How to Respond When Your Kid Says Everything is Boring

"It's Boring!" How do you respond when kids say everything is boring?

Diane:
"Everything is boring."

Elaine:
"Oh, it's so boring."

Diane:
"Oh, my gosh. It is so boring, mom. This is just the most boring thing ever. Why do we never do anything fun? Everything is boring."

Elaine:
"Right. Why do you ask me to do that? It's so boring."

Diane:
Yes, and this happens all the time because life is boring and ... So, what do you do when your kid says everything is boring?

Elaine:
Well, before that, here's what I want to say. What if they're right? What if it is boring for them, right? We have to remember that our kids have brains that are constantly stimulation seeking, right? And so, they're looking for input. They're looking for the shiny object, right?

Diane:
Well, and what that means is that their brain needs dopamine. They need that rush to get their brain to do what they need their brain to do, and so they actually need the stimulation. And so if something's boring, what they're really saying is that, "Mom or dad, I don't have enough energy to do the thing that I want to be able to do or do the thing you're asking me to do," or whatever it is.

Elaine:
"I can't get engaged, right?" So, how do you handle it? Well, one, you get curious. And help them understand what motivates them, what engages them. Help them understand, what is it that's so boring about it?

Diane:
Well, and have compassion for it.

Elaine:
Yes. It's like, "I get it."

Diane:
I know, I get it. I know it's hard ... There's things that I have to do that are boring and it's hard for me to get my brain to do what I want it to do. And then, that's the third piece of it is helping them understand that it's not about, is it boring, is it not? It's about getting their brain to do what you want it to do.

Elaine:
Right.
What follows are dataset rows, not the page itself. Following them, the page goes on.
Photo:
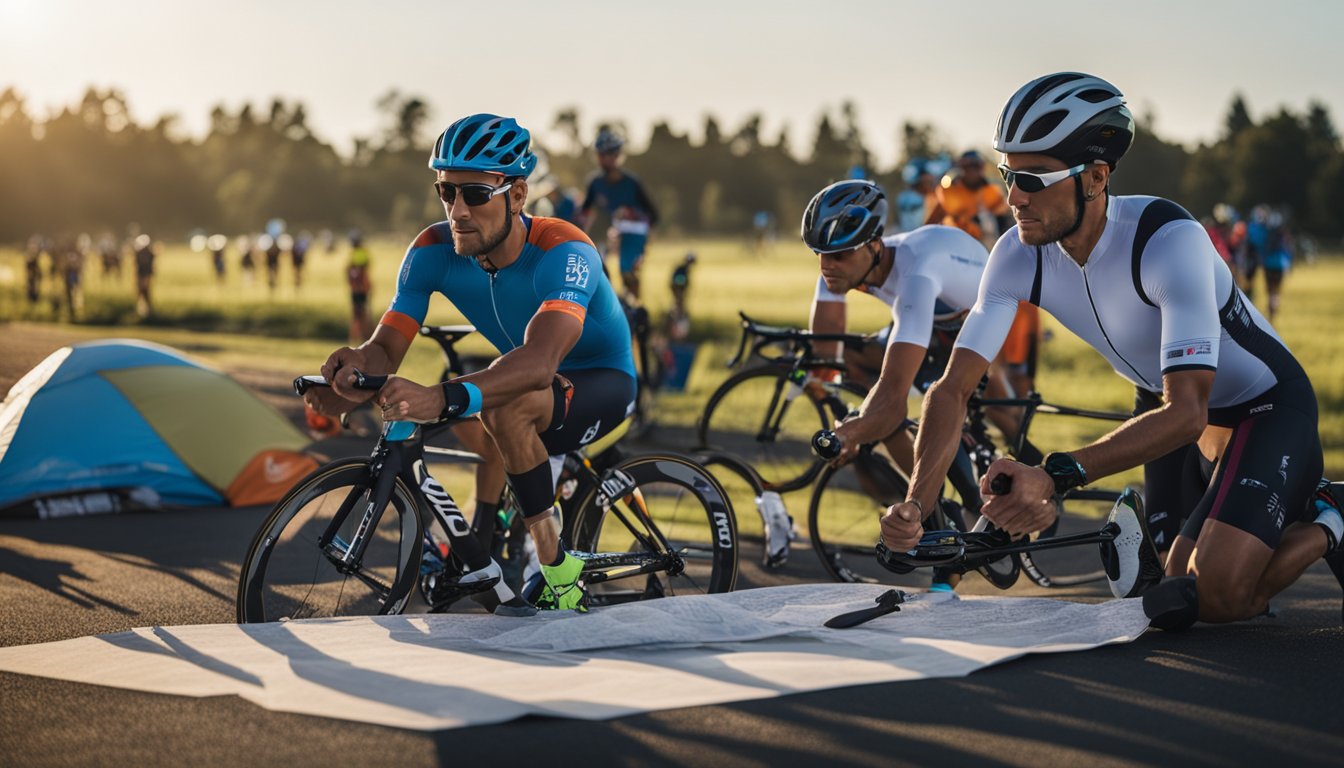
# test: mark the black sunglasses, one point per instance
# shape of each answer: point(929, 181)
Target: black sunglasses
point(1036, 182)
point(472, 194)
I have this story. You've heard it a thousand times, but it's a great story that ... I had asked my kids to go to the grocery store to handle something. My oldest child was 18 at the time, and they really didn't want to. It's way too boring. And so, the oldest kid looked at the others, at the siblings and went, "Okay, everybody. Superheroes to the grocery store." They donned capes and boxers over their pants, and they all got engaged and made this trip to the grocery store not boring, right?

Diane:
I think that that's the piece of it is that they got the fact that they needed to make it not boring ... in order to get it done, and I think that that's the piece of it is helping kids to get to that place. They're not going to get there overnight. Lectures about, "Well, we have to do this," are not going to necessarily help. So, making things more interesting as much as you can.

Elaine:
And helping them understand that they are stimulation seeking, and so they do need to find ways to make things interesting to themselves because it's not going to just be automatic.

Diane:
And it's not a bad thing because it's a part of the way their brain works.

Bottom Line: "Boring" may mean your kid needs to make a task interesting to be able to do it. How can your kid add stimulation to a task that has to happen?